The statute of limitations issue becomes more complicated because on June 21, 1985, before the two-year period created by Alabama Code Sec. 6-2-38(l ) expired, we held that the proper statute of limitations for a section 1983 action arising in Alabama was six years. Jones v. Preuit & Mauldin, 763 F.2d 1250, 1256 (11th Cir.1985) (Jones I ), cert. denied, 474 U.S. 1105, 106 S.Ct. 893, 88 L.Ed.2d 926 (1986). Further complicating the issue, in 1989, two months prior to the date McKissick filed his claim, the Supreme Court indicated in Owens v. Okure, 488 U.S. 235, 109 S.Ct. 573, 102 L.Ed.2d 594 (1989), that the holding in Jones I was incorrect, and that the applicable statute of limitations for Alabama section 1983 cases is two years. See Owens, 488 U.S. at 246 n. 9, 109 S.Ct. at 580 n. 9. See also Jones II, 876 F.2d at 1483.


Because Owens's two-year statute of limitations was in effect at the time McKissick filed his complaint, McKissick's claim is timely only if the holding in Owens is not applied retroactively to his case, and the Jones I six-year limitation period is applied instead. In determining whether an opinion should be denied retroactive effect, we consider (1) whether the decision establishes a new principle of law, either by overruling clear past precedent on which litigants may have relied or by deciding an issue of first impression whose resolution was not clearly foreshadowed; (2) whether retroactive application will enhance or inhibit the purpose behind the rule established by the new decision; and (3) whether retroactive application would be inequitable. Chevron Oil Co. v. Huson, 404 U.S. 97, 106-07, 92 S.Ct. 349, 355, 30 L.Ed.2d 296 (1971).

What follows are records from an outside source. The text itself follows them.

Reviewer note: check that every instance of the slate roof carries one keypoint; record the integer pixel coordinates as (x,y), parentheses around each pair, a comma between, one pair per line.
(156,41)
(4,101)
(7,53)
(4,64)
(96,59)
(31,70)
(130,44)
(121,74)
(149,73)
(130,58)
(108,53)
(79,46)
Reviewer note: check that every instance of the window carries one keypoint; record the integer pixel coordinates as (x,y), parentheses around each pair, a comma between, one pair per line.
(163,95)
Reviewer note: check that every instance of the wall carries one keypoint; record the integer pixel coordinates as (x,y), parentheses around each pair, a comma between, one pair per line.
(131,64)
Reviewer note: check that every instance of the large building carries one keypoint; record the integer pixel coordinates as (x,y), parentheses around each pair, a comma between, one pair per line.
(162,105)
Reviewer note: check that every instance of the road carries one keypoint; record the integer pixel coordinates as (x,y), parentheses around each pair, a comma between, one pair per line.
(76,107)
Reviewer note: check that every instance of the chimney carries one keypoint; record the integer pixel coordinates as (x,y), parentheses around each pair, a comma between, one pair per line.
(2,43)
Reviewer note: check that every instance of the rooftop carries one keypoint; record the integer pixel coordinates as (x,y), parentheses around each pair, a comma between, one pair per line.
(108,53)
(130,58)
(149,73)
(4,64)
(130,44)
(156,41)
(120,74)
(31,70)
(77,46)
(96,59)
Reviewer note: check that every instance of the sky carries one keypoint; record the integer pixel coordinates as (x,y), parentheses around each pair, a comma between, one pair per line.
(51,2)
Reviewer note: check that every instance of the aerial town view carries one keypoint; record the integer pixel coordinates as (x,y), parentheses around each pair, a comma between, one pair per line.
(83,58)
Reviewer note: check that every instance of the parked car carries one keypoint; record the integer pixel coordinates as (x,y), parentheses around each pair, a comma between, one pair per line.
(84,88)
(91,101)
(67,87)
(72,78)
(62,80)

Applying the Chevron Oil test, it appears that Owens overruled the clear precedent established in Jones I. Additionally, it would be inequitable to apply the holding in Owens to bar McKissick's claim. McKissick did not file his complaint until after Jones I had been decided, and could have relied on the precedent set by Jones I in waiting over five years to do so. We conclude that Owens does not retroactively bar McKissick's claim. See Kimbrough v. Bowman Transportation, Inc., 920 F.2d 1578, 1582-83, vacated on other grounds, 929 F.2d 599 (11th Cir.1991).

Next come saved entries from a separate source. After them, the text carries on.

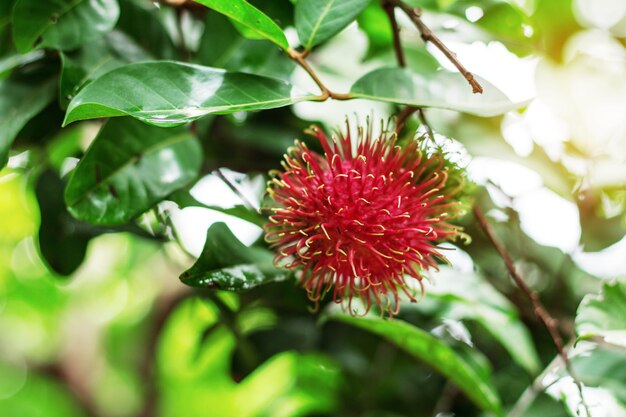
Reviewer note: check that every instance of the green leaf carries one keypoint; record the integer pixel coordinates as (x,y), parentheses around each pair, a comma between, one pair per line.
(441,89)
(184,199)
(373,21)
(5,12)
(21,99)
(95,59)
(228,264)
(251,17)
(422,345)
(223,47)
(471,297)
(145,24)
(61,24)
(62,240)
(35,396)
(194,355)
(9,62)
(169,93)
(128,169)
(319,20)
(604,315)
(603,366)
(551,34)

The city also contends that because McKissick failed to submit sworn testimony in response to its affidavits rebutting his version of the facts, the district court's grant of summary judgment can be upheld on substantive grounds. Because the district court granted summary judgment solely on statute of limitations grounds, it did not address whether any genuine issues of material fact remained. As a general rule, we will not consider issues which the district court did not decide. Clark v. Coats & Clark, Inc., 929 F.2d 604 (11th Cir.1991). Thus, we remand to give the district court an opportunity to determine this issue.



For the above reasons, we reverse and remand for proceedings consistent with this opinion.